Rate calculations often provide a foundation that allows us to organize and solve more complex problems, enabling us to visualize how different speeds relate to each other.

The distance formula is an essential tool in these types of algebra problems. It allows us to relate distance, rate, and time through the equation:

• \( \text{Distance} = \text{Rate} \times \text{Time} \)

This formula helps you to calculate how far an object has traveled over a time period when you know its speed.
In our train example, both trains travel for \( 9.5 \) hours, so the westbound train covers \( r \times 9.5 \) miles, while the eastbound train covers \((r + 8) \times 9.5 \) miles.
With this understanding, we can develop equations that help explain the relationship between their rates and the total distance they are apart. Remember, the formula is highly versatile and can be rearranged if you need to solve for distance, rate, or time individually.

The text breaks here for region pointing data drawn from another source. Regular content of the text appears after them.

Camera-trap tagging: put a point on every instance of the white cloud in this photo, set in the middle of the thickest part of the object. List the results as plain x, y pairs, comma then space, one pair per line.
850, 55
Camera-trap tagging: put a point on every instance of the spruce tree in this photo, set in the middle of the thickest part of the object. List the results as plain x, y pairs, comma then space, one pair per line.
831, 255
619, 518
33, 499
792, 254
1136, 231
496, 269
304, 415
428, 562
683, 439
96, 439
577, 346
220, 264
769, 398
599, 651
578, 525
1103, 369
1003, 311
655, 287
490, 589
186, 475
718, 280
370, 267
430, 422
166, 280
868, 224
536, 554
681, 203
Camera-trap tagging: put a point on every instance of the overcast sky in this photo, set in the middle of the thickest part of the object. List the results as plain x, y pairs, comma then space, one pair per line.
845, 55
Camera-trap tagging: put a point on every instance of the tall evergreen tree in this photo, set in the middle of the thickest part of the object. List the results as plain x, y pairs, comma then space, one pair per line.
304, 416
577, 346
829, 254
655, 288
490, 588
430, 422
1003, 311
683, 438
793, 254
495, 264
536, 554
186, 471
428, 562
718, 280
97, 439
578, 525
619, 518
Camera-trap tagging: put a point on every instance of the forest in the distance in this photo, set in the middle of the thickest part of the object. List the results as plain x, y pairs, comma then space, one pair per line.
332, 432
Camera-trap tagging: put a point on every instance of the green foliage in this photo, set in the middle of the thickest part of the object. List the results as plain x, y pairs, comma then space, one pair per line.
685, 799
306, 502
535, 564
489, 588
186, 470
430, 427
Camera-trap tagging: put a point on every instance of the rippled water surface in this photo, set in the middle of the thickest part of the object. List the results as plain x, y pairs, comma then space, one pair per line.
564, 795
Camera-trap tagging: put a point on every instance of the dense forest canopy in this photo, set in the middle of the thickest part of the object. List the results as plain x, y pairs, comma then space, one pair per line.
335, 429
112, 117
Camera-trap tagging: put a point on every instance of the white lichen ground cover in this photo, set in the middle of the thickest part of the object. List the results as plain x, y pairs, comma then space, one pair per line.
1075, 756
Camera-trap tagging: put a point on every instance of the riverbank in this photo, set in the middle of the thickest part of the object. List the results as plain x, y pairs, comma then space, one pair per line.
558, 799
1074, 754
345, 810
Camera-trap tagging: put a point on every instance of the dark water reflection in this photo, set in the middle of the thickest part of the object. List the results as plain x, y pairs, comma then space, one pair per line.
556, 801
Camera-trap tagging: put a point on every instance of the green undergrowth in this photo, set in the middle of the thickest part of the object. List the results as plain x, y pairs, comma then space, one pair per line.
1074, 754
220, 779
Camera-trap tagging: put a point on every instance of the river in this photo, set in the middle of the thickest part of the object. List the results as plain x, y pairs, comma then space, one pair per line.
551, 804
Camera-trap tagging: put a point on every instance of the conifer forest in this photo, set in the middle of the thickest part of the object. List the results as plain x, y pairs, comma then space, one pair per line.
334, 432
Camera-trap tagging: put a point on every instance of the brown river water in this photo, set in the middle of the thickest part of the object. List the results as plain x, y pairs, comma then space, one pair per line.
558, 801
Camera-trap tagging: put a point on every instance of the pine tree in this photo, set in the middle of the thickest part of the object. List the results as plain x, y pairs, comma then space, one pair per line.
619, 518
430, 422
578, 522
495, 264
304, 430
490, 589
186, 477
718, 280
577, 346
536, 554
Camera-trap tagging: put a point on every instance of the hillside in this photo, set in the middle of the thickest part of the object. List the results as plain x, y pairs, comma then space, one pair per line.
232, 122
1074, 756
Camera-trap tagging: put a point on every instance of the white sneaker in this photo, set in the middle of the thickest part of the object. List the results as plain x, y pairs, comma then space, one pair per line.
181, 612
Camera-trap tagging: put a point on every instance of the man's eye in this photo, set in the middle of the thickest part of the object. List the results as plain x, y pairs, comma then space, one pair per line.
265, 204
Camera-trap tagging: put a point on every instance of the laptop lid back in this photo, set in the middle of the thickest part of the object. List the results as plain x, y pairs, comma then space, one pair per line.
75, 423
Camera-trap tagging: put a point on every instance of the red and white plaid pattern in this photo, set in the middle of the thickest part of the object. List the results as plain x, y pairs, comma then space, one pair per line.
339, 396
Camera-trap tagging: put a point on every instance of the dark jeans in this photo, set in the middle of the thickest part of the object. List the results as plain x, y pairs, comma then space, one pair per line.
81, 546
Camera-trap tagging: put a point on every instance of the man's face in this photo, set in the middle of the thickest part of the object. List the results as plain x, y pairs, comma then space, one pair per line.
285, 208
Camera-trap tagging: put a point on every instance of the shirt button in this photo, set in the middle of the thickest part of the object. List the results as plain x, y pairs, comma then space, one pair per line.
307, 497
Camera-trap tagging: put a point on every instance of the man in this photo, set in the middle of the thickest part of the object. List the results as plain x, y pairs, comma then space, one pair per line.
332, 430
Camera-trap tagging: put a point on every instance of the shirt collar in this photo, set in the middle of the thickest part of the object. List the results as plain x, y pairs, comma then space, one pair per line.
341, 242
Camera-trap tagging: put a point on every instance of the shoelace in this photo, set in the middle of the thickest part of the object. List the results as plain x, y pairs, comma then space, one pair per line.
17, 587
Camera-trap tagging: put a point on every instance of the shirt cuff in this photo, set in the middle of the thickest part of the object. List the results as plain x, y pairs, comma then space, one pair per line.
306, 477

Simultaneous equations involve finding the values of unknown variables that satisfy multiple equations at the same time. In many word problems, you have multiple relationships that must be solved simultaneously to find the correct answer.
In our train problem, we combine the distances traveled by each train. We form a single equation: \( 9.5r + 9.5(r + 8) = 1292 \). This equation expresses that the sum of the two distances equals the total distance apart.
Solving such equations typically involves:

• First, simplifying the equation by distributing and combining like terms.
• Next, isolating the variable by performing algebraic operations like addition or division.

For instance, after simplifying, you are left with \( 19r + 76 = 1292 \). Continuing to solve this gives \( r = 64 \), which is the rate of the westbound train. You can also find the eastbound train's rate using this result.
Understanding how to set up and solve simultaneous equations is crucial for tackling complex word problems efficiently.